With the block allocation properly serialized, fsx-linux would now run 
for a couple of hours, then hit a bug that was not a race.  Which 
Hirofumi fixed today incidentally, but the point is... SMP races seem 
to be pretty much gone now.

I never actually tested any of this SMP locking code.  That is hard to 
do.  I just reasoned about it, and Hirofumi exercised it.  Somebody 
really needs to invent a way to unit test SMP locking.

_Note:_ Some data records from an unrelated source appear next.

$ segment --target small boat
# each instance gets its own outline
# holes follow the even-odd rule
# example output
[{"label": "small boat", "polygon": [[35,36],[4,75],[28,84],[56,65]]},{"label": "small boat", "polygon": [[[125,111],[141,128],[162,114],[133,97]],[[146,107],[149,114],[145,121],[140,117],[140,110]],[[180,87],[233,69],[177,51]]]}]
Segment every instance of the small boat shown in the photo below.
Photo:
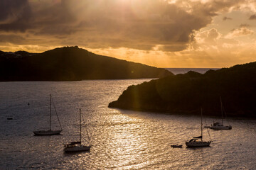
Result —
[{"label": "small boat", "polygon": [[171,145],[171,147],[182,147],[182,144],[172,144],[172,145]]},{"label": "small boat", "polygon": [[[58,121],[59,123],[60,127],[60,130],[52,130],[51,129],[51,103],[53,102],[53,107],[54,107],[54,110],[55,111],[55,113],[57,115],[57,118],[58,118]],[[58,118],[58,114],[57,114],[57,111],[56,109],[55,108],[54,106],[54,103],[53,101],[52,100],[52,97],[51,95],[50,94],[50,127],[48,130],[36,130],[33,131],[33,133],[35,134],[35,135],[60,135],[61,131],[62,131],[62,128],[61,128],[61,125],[60,125],[60,120]]]},{"label": "small boat", "polygon": [[[223,125],[223,106],[221,101],[220,97],[220,108],[221,108],[221,123],[219,122],[213,122],[213,124],[211,125],[209,128],[213,130],[231,130],[232,126],[229,125]],[[227,117],[227,116],[226,116]]]},{"label": "small boat", "polygon": [[[188,142],[186,142],[186,145],[188,147],[210,147],[210,141],[203,141],[203,111],[201,108],[201,135],[198,137],[194,137]],[[210,134],[209,134],[210,135]],[[201,140],[199,140],[201,139]]]},{"label": "small boat", "polygon": [[[80,141],[72,142],[70,144],[65,144],[64,152],[65,152],[90,151],[92,147],[92,145],[85,146],[82,144],[81,109],[79,109],[79,115],[80,115]],[[86,132],[87,132],[87,130]],[[88,135],[88,132],[87,132],[87,135]]]}]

I then went back to compile notes for this post and look into some 
possible issues for completeness.  One question was the Tux3-specific 
superblock.  There are various fields there for various purposes.  All 
of them were either read-only, or covered by locking on some subsystem.  
For example, the allocation variables are covered by the allocation 
table mutex, because they are only changed inside the locks, and 
reading outside the locks is purely advisory.  There are some 
xattr-related fields in the superblock that are only accessed by code 
inside the xattr locks.

Better SMP locking...  My SMP locking is crude and inefficient, I admit 
it freely.  Particularly for the inode table btree and allocation 
bitmaps, which really need to support a lot of activity in parallel.  
Improving this promises to be fine sport over the next few months.  
There are no end of clever techniques that can be brought to bear.  For 
now, we just want it to work.

Side note: we ended up doing a big refactoring of the way Tux3 
initializes btrees, just to initialize our new semaphore in the btree 
root.  This cleanup was badly needed.